A Gallery Of Golfers, Set of 8 Portraits of Famous Golfers

A Gallery Of Golfers, Set of 8 Portraits of Famous Golfers

Sold
Reference

27251

Set of Eight Golfing Portraits.
A fine set of eight framed photolithographs specially drawn by T. Martine Ronaldson for the 'Supplement to the Illustrated Sporting and Dramatic News'. The 'Gallery of Great Golfers' are James Braid (a renowned golf course architect with among his designs the "King's Course" and "Queen's Course" at Gleneagles, he was responsible for the 1926 remodelling of The Open Championship venue at Carnoustie and was a 5 time Open Champion), Harry Vardon (six time British Open Champion, golf professional and golf course architect), J.H. Taylor (English professional golfer and one of the pioneers of the modern game, also a 5 time Open Champion), Sir Ernest Holderness (a fine English amateur golfer), R.H. Wethered (Roger, a British amateur golfer. He won the Amateur Championship in 1923, runner-up in 1928 and 1930. Appeared nine times as an English International in matches with Scotland, and took part in four Walker Cup Matches), Bernard Darwin (a British amateur golfer who competed in The Amateur Championship on 26 occasions across five decades between 1898 and 1935. He was Captain of The Royal and Ancient Golf Club of St Andrews in 1934 and was a fine golf writer), C.O. Hezlet (Charles Owen Hezlet, an Irish amateur golfer and runner-up in the 1914 Amateur Championship. He was also in the British Walker Cup team three times) and Miss Joyce Wethered (Lady Heathcoat-Amory, was regarded as the leading British woman golfer of the inter-war period. She learned the game as a child, as did her brother Roger, she won the British Ladies Amateur four times (1922, 1924,1925 and 1929) and the English Ladies' champion for five consecutive years first in 1920).
Each portrait comes with a small biography of the subject, the frames are black with a burgundy undercoat, the glazing is clarity+ premium synthetic glass.

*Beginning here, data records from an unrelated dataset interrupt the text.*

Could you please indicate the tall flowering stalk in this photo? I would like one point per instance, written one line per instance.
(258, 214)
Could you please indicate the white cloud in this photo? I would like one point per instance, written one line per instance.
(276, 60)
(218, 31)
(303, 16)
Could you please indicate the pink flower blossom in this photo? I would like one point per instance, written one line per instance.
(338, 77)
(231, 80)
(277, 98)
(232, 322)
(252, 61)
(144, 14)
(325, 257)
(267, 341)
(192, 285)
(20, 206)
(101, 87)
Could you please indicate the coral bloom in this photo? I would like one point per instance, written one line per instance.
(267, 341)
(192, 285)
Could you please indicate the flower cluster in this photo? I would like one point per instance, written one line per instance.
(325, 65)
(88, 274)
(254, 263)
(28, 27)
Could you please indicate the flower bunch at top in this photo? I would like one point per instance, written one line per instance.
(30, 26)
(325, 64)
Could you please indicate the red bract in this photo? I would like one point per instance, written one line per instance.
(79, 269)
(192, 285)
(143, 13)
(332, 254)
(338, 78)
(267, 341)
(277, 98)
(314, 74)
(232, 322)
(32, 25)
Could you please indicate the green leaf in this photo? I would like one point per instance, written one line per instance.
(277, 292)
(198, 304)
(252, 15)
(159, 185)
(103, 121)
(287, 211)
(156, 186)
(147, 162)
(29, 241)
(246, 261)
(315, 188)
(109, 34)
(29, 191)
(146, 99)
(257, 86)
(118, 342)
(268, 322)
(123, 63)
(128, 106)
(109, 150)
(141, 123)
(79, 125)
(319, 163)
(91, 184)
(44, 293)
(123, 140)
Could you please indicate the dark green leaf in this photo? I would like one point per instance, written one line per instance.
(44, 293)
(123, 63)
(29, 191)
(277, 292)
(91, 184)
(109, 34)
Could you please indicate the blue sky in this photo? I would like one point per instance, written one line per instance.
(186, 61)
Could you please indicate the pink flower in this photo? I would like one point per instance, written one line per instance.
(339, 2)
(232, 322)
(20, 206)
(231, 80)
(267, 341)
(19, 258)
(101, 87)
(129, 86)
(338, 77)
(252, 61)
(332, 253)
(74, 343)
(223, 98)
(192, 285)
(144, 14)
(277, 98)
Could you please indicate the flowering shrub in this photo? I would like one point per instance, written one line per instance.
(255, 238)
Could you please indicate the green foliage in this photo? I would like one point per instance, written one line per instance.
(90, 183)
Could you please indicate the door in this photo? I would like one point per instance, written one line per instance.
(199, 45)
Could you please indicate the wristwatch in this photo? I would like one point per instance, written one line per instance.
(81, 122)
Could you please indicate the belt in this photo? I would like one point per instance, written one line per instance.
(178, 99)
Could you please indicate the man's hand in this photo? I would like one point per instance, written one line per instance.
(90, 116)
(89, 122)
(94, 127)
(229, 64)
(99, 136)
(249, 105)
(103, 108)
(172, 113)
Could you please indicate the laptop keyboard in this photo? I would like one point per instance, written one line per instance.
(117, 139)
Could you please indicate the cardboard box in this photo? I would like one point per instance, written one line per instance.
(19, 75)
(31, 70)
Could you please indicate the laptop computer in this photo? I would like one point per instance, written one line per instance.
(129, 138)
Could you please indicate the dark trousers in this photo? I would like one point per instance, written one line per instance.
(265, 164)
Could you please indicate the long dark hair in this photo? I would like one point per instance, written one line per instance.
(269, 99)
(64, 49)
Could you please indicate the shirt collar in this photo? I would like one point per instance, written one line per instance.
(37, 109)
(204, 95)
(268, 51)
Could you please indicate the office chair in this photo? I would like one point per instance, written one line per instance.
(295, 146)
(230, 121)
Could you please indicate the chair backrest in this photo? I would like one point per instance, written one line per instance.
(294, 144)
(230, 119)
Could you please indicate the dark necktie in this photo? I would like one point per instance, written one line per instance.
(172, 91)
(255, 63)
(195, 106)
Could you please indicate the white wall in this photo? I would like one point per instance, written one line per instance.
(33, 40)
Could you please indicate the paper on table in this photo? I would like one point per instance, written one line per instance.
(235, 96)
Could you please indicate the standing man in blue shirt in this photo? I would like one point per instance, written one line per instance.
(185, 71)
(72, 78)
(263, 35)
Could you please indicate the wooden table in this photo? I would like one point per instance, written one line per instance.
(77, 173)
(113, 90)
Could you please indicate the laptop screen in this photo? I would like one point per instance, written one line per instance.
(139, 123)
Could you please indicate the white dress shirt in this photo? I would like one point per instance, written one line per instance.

Thomas Martine Ronaldson was a renowned Scottish portrait painter born in 1881. He was born and educated in Edinburgh, later Trinity College, Oxford. He studied art at Edinburgh School of Art, at the Cope and Nicholl School in London and The Academie Julian in Paris. In 1926 he won a Silver Medal at the Paris Salon. Many of his portraits are in the National Collection at various locations with one portrait of the Scottish artist, Anna Katrina Zinkeisen, National Gallery of Scotland. He died on 12th March 1942.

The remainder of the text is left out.